HBO just launched another streaming service — here's how it's different

Presley Ann/Getty Images Entertainment/Getty Images

You could tell me what the difference between HBO Go and HBO Now is 20 times, and I still wouldn’t be able to distinguish the streaming services. (I think one is for people with the TV package, and one’s streaming-only? Who can be sure.) That’s going to get even a bit more puzzling on Wednesday when WarnerMedia launches its latest streaming service, HBO Max.

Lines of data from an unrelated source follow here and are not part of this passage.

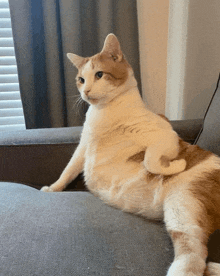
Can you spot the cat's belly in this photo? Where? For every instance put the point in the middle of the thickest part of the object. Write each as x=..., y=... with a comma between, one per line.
x=125, y=184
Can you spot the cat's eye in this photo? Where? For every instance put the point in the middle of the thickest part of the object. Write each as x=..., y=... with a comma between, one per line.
x=99, y=75
x=81, y=80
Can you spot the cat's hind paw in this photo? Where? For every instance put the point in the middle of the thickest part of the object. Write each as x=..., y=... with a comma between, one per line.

The new platform, which drummed up a significant amount of pre-launch attention last week with the Justice League Snyder cut news, seems to willingly invite confusion. While the pre-existing HBO services are just that — places to stream everything HBO currently has to offer, alongside its catalog of old series — HBO Max is a loftier undertaking. It’s the result of a years-long effort to merge AT&T with the broad umbrella of WarnerMedia properties, which include Warner Bros., Cartoon Network, TBS, TNT, CNN, and more. So this new streaming titan-to-be will come with everything included in HBO Now or HBO Go, along with added original content and catalog releases wrestled back from other services.

It’s probably not a great sign when one of the burning questions for a new streaming service is: do I already have this, which follows closely behind what exactly is this? That first question stands to be something of a surprise on Wednesday — HBO Max’s FAQ page suggests that every HBO Now subscriber who’s billed directly through HBO will have access to Max at launch. This also applies to a number of partners, including Apple, Google Play, Samsung, Verizon Fios internet, Optimum, and Consolidated Communications and Liberty Cablevision of Puerto Rico. Everyone else, including subscribers through many of the top cable providers, will just have to wait and see.

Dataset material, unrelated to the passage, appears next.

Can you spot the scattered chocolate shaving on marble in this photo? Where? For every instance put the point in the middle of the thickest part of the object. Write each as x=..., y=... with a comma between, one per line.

The pre-order launch price on subscriptions purchased before 2:59 EST on May 27 is $11.99 per month for 12 months. This discounted rate is available for non-subscribers and “returning eligible HBO Now subscribers,” leaving an indeterminate group paying the regular monthly rate of $14.99 — a higher price than each of its main competitors.

So what’s the angle here? Well, it’s abundantly clear that WarnerMedia wants this to be its flagship service, bringing in enough new content to rival Disney Plus, Netflix, Hulu, and Amazon Prime. It wants to merge a few of those services together, emphasizing kid-friendly entertainment, cable favorites, and the grown-up drama HBO’s been known for. Besides the coup of bringing back Friends, one of Netflix’s most popular shows in perpetuity, HBO Max will have some of the most popular series in the larger conglomerate, including The Big Bang Theory, Rick and Morty, South Park, Sesame Street, The Bachelor, The O.C., and more.

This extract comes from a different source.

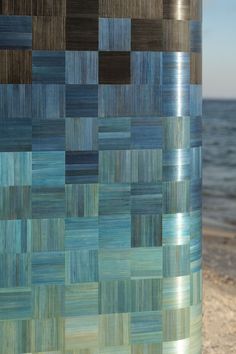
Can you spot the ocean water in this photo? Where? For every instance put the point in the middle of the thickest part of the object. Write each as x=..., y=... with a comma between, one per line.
x=219, y=163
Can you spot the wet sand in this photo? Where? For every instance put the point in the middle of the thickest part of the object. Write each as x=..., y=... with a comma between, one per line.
x=219, y=291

The platform’s original series are set to trickle out a bit more gradually. A select few series are debuting right at launch, including Anna Kendrick’s rom-com anthology series Love Life and the reality voguing competition show Legendary. Sundance acquisition On the Record, a documentary focusing on the sexual assault allegations against mogul Russell Simmons, is also set to premiere at launch. Otherwise, series like the Gossip Girl reboot, The Flight Attendant, and the Ansel Elgort-starring Tokyo Vice are coming a bit later, and in some cases, facing extensive delays due to the pandemic.

There’s also set to be a wide array of classic films here, with hundreds from the Criterion Collection — some of which, like John Cassavetes’ A Woman Under the Influence are not currently on the Criterion Channel — and Warner Bros. staples, including Gone with the Wind and Citizen Kane. But the crown jewel in all of this remains the Studio Ghibli collection, which is coming to an American streaming service for the first time.

Will it go the way of Quibi, hampered by the quarantine launch and strange conceptual flaws? Probably not, with its broad catalog of familiar properties and built-in subscriber base. But the confusion surrounding its launch may take untold weeks or months to clarify for consumers already overwhelmed by streaming choices.